Over and over until you begin to heal
Sometimes you don’t want to hear, ‘You’ll be okay’. Sometimes you just want to hear that someone is listening.
Too often I’ve seen this with friends and I’ve experienced it myself.
I don’t know which is more disappointing; the dismissiveness of the comment or the lack of knowledge and thought behind it.
‘You’ll be okay.’
Let’s dig a little deeper, the comment is twofold.
First, the supplier of the comment doesn’t have enough emotional intelligence to understand the impact of it and second; the supplier doesn’t want to because it’s too hard and their own life and problems take precedent and let me say, there’s nothing wrong with placing yourself first, in fact I’ve often promoted the fact. Because if you’re not looking after number one, you can’t possibly help anyone else.
But there comes a time, especially when someone in need is asking for help, just look at the rise of ‘R U OK?’ and you’ll see how stigmatic it still is to be mentally unwell and talk about it.
Now everyone’s unwell can be different, everyone is going through something you don’t know about and it’s our duty as friends and family, to listen.
At what point does someone stop reaching out for help? When it’s already so hard to take that first step at what point will that person shut down when they’re constantly hearing ‘You’ll be okay’ and not ‘I’m hearing you’.

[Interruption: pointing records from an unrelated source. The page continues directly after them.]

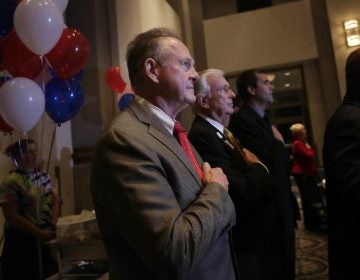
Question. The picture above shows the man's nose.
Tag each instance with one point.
(231, 93)
(194, 75)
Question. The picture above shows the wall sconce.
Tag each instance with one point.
(352, 32)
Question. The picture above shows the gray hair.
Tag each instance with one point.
(145, 45)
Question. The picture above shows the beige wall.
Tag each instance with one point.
(340, 11)
(272, 36)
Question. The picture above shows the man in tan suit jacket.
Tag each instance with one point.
(157, 218)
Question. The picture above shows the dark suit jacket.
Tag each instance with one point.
(156, 219)
(248, 185)
(341, 153)
(256, 135)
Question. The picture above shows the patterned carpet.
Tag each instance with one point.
(311, 254)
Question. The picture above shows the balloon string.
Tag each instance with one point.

I’ve personally learned a long time ago that there are some people who simply do not care and don’t want to open themselves up to it or if they do, they’ll quickly follow up with something that will end the conversation, take it in a different direction or bring it back to themselves.
Understand this, it is not a reflection on you. It is not because you’re talking about something over and over, it is not because you need to get over it. It is because they don’t know what to do or say, it's because they don’t know how to help.
Too often I’ve heard friends tell me they’re all right because they don’t want to keep harping on about the same subject and I keep telling them this is how you heal. You talk about it over and over again until it starts to heal, and then you talk some more because some day, you will be all right, but you don't have to be now. Right now, you don’t want to hear, ‘You’ll be okay’, you want to hear that they’re listening and they’re willing to hear what you’re going through.
And even if it is something you’ve spoken about numerous times, so be it. Keep talking, keep processing and healing. Because if we don’t, the result will only end in sadness.